Professor Steven Rose was made a patron of Humanists UK for his contribution to the greater public understanding of science.

Scientist and writer

Steven Rose was born in 1938 to an orthodox Jewish family in north-west London. He went to Haberdashers’ Askes, a direct grant school, from where he won a major open scholarship to Kings College Cambridge. There he gained a double first degree in biochemistry, and then a PhD in neurochemistry from London. Following post-doc periods in Oxford, Rome and London, in 1969 he was appointed Professor of Biology and Director of the Brain and Behaviour Research Group at the Open University, where he is now Emeritus Professor. He has held visiting appointments at the Australian National University, Harvard, the University of Minnesota, the San Francisco Exploratorium, the Academica Sinica in Beijing and most recently at University College, London. For three years he was Joint Professor of Physick (medicine) at Gresham College, London with his partner, the feminist sociologist Hilary Rose. His research centres on the neurobiology of learning and memory and he is working on a potential therapy for Alzheimer’s Disease.

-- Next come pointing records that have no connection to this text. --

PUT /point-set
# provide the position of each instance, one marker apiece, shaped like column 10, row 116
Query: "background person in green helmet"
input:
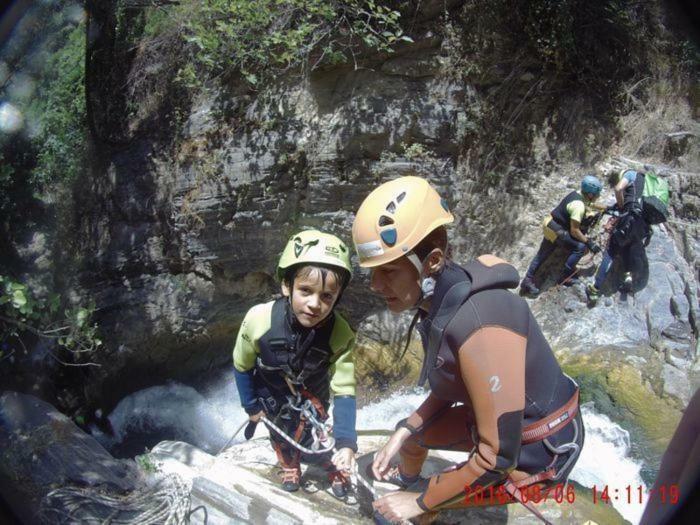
column 629, row 236
column 566, row 226
column 298, row 348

Throughout his career, and in collaboration with Hilary Rose, he has been actively concerned with the ethical, legal and social implications of developments in science, especially in the fields of genetics and neuroscience. His social and political concerns spring from his earliest political memories, in the 1940s, of standing behind a street corner platform in east London on which his ex-serviceman father was speaking against Mosley’s fascists. During the 1960s, like many others, he campaigned against the Vietnam war and the US uses of chemical weapons, and edited a book on chemical and biological warfare. In1969 he co-wrote with Hilary Rose the pioneering and best-selling penguin Science and Society. In 1969 they were co-founders of the British Society for Social Responsibility in Science. In 2002 they initiated a call for a moratorium on European research collaboration with Israel whilst that country was in breach of the EU Charter of Human Rights and until a just peace was negotiated with the Palestinians. This call led to the creation of the British Committee for the Universities of Palestine. The Guardian has described him as a "polemicist on the left", and his friend and collaborator Patrick Bateson wrote that Rose "may be the last of the Marxist radical scientists," adding that "Steven is not always right; but he has been very brave in some of the things he has said."

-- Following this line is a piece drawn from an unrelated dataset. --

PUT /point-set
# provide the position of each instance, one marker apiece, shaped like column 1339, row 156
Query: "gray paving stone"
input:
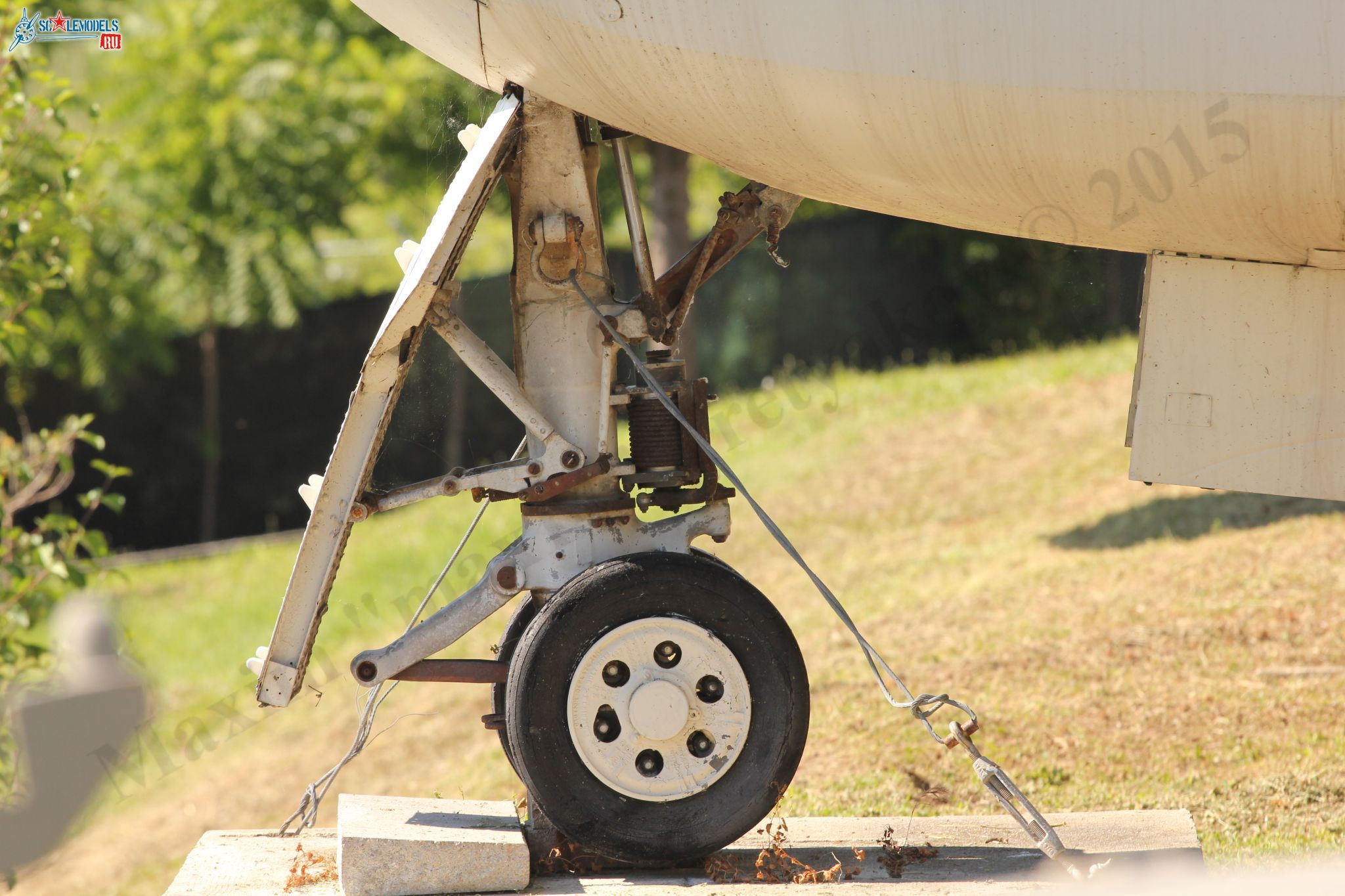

He has also been interested in the broader aspects of his discipline and in communicating science to a wider public. His first book The Chemistry of Life, published in 1966, became a foundation text for Open University students. The Conscious Brain was particularly successful in the US and The Making of Memory won the 1993 Rhone-Poulenc Science Book Prize. His other books include: The 21st Century Brain: explaining mending and manipulating the mind; Lifelines; The Conscious Brain; and Alas Poor Darwin: Arguments Against Evolutionary Psychology. Buy any of them at Amazon.co.uk through this linkand a small commission will go to Humanists UK. He has received a variety of medals and international awards, most recently the Biochemical Society’s special medal for science communication, the Edinburgh Medal and the silver medal of the Royal Scottish Society of Arts.

He is a regular broadcaster and reviewer/essayist for national newspapers and journals, and for five years was a regular panel member of Radio 4’s The Moral Maze. In July 2001 he was one of the signatories to a letter published in The Independent which urged the Government to reconsider its support for the expansion of maintained religious schools.